22nd Annual HSATM Conference

Competitive Advantage in the Era of Big Data

Big Data has come to be the shorthand term for a rapidly advancing trend in the combination of computer science and statistics / econometrics, allowing the discovery of new insights from analysis of massive amounts of data. This phenomenon is opening the door to a new approach to understanding the world and making decisions.

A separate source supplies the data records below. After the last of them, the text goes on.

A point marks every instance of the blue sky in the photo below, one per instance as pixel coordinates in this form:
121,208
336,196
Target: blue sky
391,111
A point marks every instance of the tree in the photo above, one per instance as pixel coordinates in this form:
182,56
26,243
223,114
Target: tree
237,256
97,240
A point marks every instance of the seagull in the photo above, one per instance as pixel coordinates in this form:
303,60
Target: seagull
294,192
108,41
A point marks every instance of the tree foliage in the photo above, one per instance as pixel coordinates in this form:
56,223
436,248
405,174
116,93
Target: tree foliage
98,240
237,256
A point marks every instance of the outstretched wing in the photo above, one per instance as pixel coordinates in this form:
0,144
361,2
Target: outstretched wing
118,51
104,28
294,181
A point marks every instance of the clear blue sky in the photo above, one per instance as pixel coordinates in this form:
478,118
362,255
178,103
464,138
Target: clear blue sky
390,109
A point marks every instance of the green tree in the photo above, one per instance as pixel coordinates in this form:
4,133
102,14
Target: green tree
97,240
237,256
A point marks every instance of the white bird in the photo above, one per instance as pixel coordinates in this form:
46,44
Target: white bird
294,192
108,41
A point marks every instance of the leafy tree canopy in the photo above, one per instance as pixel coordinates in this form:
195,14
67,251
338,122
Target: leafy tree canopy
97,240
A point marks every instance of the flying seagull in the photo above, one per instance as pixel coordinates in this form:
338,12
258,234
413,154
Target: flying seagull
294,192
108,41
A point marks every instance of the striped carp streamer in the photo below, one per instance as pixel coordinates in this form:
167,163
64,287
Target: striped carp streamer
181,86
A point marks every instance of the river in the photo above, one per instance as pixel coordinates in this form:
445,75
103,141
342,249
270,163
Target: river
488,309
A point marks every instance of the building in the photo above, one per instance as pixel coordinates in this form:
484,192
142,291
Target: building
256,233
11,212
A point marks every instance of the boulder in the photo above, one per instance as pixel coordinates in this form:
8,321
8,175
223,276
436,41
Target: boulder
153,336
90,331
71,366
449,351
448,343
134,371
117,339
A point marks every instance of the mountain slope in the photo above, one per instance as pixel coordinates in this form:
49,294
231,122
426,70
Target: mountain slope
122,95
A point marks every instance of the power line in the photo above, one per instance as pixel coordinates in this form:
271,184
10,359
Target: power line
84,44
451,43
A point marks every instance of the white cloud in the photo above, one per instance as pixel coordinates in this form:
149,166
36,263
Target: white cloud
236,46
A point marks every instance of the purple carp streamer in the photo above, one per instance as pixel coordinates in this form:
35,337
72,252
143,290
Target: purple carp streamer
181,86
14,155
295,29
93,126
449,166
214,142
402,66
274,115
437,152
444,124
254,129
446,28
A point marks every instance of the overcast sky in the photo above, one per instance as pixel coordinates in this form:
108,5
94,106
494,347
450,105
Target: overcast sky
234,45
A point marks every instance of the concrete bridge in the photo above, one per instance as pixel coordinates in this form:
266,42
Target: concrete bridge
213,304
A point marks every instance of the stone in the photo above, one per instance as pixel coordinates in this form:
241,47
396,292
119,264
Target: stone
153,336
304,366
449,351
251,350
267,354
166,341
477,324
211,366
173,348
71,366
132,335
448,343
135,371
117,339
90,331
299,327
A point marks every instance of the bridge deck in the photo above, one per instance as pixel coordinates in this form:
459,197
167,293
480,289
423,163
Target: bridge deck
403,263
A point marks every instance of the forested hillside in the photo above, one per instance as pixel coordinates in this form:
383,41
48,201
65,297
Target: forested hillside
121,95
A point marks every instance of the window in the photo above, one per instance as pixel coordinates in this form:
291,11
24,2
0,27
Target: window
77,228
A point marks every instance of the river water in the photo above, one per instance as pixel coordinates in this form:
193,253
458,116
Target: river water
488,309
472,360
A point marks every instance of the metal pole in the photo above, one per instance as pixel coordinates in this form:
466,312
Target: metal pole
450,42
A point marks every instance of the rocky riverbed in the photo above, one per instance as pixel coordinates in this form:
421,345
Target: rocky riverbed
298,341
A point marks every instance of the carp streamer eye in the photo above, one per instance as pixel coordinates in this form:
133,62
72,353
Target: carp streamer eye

  • Wednesday, June 19, 2013
  • 8:45 AM - 4:45 PM
  • Continental Breakfast, 8:00-8:45 AM

Stevens, Babbio Center, 525 River St., Hoboken, NJ 07030
Corner of 6th & River Streets

The quest to draw useful insights from business measurements is nothing new. In a recent New York Times article, Big Data is described as a descendant of Frederick Winslow Taylor’s (Stevens class of 1883) “scientific management,” which used time-and-motion studies to redesign work for maximum efficiency. Today, vastly larger datasets are being used in applications ranging from targeted and viral marketing, to automatic language translation, to city planning and medical data analysis. Data is now characterized as the basis of competition in the 'smarter' era, and Big Data as “the next natural resource.”

The 2013 HSATM conference will examine how this revolution may well transform how organizations are managed, how they innovate, and how they achieve competitive advantage, as well as the potential societal impacts. It will also explore possible pitfalls in the application of Big Data and how to avoid them.

The Conference will appeal to people working in R&D, marketing, business development, operations, project management, technology, HR — in short, to everyone concerned with innovation, competitive advantage, and the practical application of knowledge.

Presentation Abstracts & Speaker's Bios


A panel discussion will follow the presentations, featuring the four presenters joined by two other authoritative speakers, Joe McKendrick and Mahesh Harvu. The latter will begin the panel discussion by offering brief “devil’s advocate” views that raise potential pitfalls in the application of Big Data, which will be addressed by the panel.